Blogging about my novel is completely acceptable though. Indeed I’ve learned over the last week that the most important component to being a writer is to talk about your writing, once people stop listening you should start writing about writing, but don’t actually write anything, unless it’s about writing.
A lot of people have wondered how I have the time to write a book. So far I have claimed that I don’t know. However I’ve given this some thought and obviously I must know as I am doing it. So I’ve compiled a short list:
Things I have given up in order to write my novel:
- Reality television (apart from the Apprentice and Strictly come dancing)
- Baths (please don’t be alarmed, I am still washing frequently, however I have exchanged my hour-long bath for a very quick shower)
- Conversation with my husband. There is this skinny blonde guy who lives in my house, the children seem fond of him but I can’t quite place him
- Baking, sadly I have gained 10lbs since the summer so this is a blessing
- My blog (ahem)
- Reading – I am still allowing myself ten minutes before I go to sleep at night but I am rendered so intellectually stunted by my incessant writing and lack of reality television that I have debased myself to the level of re-reading the 50 shades of grey trilogy – yes I know this is weird, let’s move on.

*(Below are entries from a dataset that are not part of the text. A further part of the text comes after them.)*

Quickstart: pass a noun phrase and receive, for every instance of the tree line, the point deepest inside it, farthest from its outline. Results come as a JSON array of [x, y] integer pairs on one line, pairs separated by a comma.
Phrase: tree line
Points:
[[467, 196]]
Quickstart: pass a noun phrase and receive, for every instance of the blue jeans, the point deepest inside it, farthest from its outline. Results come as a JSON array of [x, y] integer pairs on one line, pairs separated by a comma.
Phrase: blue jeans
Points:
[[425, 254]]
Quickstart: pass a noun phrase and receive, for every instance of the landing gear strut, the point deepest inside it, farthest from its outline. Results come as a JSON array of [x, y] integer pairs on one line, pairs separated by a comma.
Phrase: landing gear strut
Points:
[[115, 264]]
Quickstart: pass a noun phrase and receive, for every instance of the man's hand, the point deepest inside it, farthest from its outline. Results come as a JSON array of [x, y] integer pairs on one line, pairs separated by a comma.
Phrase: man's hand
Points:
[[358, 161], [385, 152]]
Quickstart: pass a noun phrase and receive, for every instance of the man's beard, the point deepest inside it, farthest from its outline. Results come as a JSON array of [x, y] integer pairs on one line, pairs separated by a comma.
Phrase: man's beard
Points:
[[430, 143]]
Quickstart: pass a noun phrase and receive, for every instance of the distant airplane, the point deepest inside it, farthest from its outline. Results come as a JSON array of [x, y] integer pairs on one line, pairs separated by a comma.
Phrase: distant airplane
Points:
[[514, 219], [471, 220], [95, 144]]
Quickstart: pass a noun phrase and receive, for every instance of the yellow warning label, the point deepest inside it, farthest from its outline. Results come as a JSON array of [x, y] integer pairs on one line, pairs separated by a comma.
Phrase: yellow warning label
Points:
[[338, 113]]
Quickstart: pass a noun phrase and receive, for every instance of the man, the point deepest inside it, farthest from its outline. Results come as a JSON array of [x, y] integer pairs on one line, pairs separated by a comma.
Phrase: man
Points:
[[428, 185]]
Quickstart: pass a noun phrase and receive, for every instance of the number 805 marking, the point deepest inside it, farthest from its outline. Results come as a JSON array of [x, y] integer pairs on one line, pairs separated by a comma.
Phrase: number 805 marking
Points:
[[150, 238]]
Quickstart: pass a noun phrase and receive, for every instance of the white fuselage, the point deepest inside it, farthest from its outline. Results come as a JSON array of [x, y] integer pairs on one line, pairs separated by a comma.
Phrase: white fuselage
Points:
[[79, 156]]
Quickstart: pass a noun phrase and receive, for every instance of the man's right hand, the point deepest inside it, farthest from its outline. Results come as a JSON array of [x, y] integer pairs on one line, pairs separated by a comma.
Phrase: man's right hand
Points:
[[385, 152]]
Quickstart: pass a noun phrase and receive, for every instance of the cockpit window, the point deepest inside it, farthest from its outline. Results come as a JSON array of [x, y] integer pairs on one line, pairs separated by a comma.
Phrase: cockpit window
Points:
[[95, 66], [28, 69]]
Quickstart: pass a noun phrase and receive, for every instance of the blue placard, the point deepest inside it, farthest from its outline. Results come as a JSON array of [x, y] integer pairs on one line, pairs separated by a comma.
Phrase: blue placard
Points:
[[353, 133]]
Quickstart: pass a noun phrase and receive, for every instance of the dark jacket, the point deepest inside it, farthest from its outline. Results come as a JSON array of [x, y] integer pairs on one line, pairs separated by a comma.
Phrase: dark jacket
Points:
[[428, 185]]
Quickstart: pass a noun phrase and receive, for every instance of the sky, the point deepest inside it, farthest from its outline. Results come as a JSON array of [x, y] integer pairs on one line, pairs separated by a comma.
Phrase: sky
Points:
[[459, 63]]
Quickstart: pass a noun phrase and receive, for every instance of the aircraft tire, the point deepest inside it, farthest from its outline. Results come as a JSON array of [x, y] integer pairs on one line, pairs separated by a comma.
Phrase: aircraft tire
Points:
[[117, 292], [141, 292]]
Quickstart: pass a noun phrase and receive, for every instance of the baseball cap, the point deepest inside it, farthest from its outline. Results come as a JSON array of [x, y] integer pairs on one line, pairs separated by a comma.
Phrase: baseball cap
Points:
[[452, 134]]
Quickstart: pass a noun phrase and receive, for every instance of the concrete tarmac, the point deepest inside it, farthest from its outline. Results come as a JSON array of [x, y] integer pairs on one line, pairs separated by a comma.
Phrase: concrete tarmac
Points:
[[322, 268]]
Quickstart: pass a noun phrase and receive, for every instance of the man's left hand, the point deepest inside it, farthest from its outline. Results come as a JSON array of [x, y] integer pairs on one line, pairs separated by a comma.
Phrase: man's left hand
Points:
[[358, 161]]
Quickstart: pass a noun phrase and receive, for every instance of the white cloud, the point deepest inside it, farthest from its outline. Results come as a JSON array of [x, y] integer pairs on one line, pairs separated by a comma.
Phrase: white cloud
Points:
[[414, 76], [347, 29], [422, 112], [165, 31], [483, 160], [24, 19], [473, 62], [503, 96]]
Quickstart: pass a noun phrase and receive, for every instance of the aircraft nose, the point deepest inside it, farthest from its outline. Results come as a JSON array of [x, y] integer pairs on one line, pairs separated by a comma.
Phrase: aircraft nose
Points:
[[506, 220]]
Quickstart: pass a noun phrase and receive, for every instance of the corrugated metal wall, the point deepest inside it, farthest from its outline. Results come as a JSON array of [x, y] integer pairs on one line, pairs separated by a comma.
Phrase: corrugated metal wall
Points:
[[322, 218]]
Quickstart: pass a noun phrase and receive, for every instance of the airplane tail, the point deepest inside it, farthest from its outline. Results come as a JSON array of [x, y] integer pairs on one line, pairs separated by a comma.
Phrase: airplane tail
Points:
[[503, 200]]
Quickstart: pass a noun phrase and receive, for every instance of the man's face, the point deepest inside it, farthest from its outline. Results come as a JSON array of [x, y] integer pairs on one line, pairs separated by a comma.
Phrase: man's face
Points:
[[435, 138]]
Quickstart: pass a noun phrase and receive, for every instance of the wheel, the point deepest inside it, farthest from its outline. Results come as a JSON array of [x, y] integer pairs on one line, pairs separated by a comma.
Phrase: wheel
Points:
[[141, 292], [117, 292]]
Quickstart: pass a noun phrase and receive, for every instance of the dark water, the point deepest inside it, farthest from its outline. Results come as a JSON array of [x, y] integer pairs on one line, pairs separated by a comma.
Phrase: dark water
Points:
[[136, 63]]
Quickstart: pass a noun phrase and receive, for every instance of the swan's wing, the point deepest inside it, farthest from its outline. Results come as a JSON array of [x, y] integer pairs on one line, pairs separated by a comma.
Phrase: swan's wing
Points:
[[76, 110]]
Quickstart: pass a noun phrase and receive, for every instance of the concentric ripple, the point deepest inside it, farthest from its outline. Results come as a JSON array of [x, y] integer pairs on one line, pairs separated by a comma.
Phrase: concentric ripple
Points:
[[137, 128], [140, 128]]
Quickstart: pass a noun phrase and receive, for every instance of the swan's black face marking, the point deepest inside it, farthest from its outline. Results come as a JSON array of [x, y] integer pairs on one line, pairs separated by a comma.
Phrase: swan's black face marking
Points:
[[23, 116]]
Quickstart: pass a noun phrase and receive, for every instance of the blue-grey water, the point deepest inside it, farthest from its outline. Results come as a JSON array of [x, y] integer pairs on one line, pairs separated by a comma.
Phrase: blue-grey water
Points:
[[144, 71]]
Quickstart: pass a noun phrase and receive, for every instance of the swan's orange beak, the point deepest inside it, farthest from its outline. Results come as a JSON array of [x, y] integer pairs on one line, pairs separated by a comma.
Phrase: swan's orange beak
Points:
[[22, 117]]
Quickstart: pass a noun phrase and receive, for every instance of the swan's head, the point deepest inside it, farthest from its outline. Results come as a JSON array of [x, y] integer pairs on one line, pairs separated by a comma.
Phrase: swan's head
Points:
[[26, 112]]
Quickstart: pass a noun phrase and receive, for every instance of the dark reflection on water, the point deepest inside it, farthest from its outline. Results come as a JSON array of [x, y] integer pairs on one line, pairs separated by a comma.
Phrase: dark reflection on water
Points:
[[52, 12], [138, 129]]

- Computer games – fortunately Allan has taken on the onerous task of caring for our virtual dragon farm, what would I do without him?
- Sleep – is for losers
- Any form of exercise – see above
- Photography – sorry no pictures!
So there you have it. Anybody can write a book as long as you are willing to ignore your husband, stop washing, exercising and sleeping and only eat ready meals. In fact I’m finding it so easy I’ve taken on a really complicated knitting project as well.